Becoming a Foster Parent

“Our first placement was a little girl named Sophia. She was born with drug addiction, and we visited her in the ICU for 21 days before we took her home for the first time. We had her in our home for four months until the mother found a guy 20 years older than her to claim he was the father, and without a paternity test, DCF placed the baby with him.”

“This broke us. I have never cried as hard as I did the night I had to drive and deliver Sophia to that man we all knew was posing as the father.”

After that, Jonathan and his wife nearly quit foster care, but a new opportunity gave them the determination to try again. “We adopted Annie on her 1-year birthday.” Around this time, Jonathan’s wife quit her corporate job to focus on being a full-time mother, as well as to run the books for their two businesses. “The moment we were not required to keep her in daycare by DCF, I started taking Annie with me everywhere to show houses and work and even put her on the back of my business card as my ‘Director of Client Relations.’”

“We don’t want to admit it, but even here in Jacksonville, there are people who live in squalor in third world conditions. Again, God humbled me and caused me to realize that I grew up in some of the same poverty conditions that many of these kids who enter foster care grow up in.”
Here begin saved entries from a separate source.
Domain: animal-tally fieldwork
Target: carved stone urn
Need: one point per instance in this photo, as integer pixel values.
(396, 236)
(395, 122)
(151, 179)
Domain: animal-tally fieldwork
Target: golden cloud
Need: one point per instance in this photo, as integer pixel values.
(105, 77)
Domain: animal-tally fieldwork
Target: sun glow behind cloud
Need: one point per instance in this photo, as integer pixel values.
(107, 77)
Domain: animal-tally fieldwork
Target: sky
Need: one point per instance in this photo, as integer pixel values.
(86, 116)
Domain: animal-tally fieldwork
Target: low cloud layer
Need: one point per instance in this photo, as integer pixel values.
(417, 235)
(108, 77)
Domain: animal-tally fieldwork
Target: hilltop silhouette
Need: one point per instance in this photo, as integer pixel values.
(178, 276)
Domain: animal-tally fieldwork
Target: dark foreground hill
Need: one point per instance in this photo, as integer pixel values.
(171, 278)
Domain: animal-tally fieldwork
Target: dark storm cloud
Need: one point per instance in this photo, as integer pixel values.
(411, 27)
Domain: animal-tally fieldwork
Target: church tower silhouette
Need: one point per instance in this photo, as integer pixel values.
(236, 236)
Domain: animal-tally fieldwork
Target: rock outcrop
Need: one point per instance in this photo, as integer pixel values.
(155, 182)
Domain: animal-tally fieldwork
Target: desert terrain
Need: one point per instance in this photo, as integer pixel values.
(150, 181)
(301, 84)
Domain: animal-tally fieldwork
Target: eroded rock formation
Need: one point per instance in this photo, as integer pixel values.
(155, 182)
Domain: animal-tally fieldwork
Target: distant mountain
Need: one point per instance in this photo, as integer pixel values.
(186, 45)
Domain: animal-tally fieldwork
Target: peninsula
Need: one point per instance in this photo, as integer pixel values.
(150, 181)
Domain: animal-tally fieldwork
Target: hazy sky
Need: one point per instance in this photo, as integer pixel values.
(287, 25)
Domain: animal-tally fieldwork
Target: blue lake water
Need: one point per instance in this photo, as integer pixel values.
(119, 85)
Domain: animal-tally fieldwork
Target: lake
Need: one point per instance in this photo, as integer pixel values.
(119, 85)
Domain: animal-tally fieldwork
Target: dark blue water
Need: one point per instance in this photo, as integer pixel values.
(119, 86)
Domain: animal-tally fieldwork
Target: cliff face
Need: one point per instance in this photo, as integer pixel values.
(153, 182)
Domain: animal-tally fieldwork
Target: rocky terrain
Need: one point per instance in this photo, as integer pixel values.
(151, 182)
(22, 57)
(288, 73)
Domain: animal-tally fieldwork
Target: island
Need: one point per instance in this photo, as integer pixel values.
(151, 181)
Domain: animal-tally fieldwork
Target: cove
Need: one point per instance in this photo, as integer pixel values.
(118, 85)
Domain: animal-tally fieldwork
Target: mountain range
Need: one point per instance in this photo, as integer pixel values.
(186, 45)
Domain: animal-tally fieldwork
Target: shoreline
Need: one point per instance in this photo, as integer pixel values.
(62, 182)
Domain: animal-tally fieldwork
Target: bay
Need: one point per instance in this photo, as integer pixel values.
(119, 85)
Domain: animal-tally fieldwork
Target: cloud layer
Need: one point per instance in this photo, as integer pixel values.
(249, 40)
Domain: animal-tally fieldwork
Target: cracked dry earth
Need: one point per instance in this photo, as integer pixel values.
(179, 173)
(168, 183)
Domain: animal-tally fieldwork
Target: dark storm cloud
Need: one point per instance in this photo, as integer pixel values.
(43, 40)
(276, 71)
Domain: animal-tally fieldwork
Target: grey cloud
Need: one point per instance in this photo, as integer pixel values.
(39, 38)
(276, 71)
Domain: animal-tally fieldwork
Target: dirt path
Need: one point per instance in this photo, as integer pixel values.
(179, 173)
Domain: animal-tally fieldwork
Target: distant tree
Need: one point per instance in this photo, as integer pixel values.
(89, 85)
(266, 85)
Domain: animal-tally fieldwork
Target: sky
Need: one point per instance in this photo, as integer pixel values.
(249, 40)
Jonathan and his wife have had 11 foster children come through their home in the last five years. “Although it isn’t easy, it is definitely worth it,” says Jonathan. However, they have taken a break from foster care for this year as Jonathan’s parents have moved into their home.

Jonathan Daugherty brings this same humility into his business with all his clients. “We are blessed to have a profession where we can actually do good and help people,” he reminds his peers. Although real estate is his primary focus, he also manages rental properties. “I actively encourage my tenants not to be tenants anymore and instead invest in themselves. I help put them through a credit-building program with a lender I have a relationship with and have helped many of my tenants become homeowners and invest in themselves instead of paying rent.”

We are blessed to have a profession where we can actually do good and help people.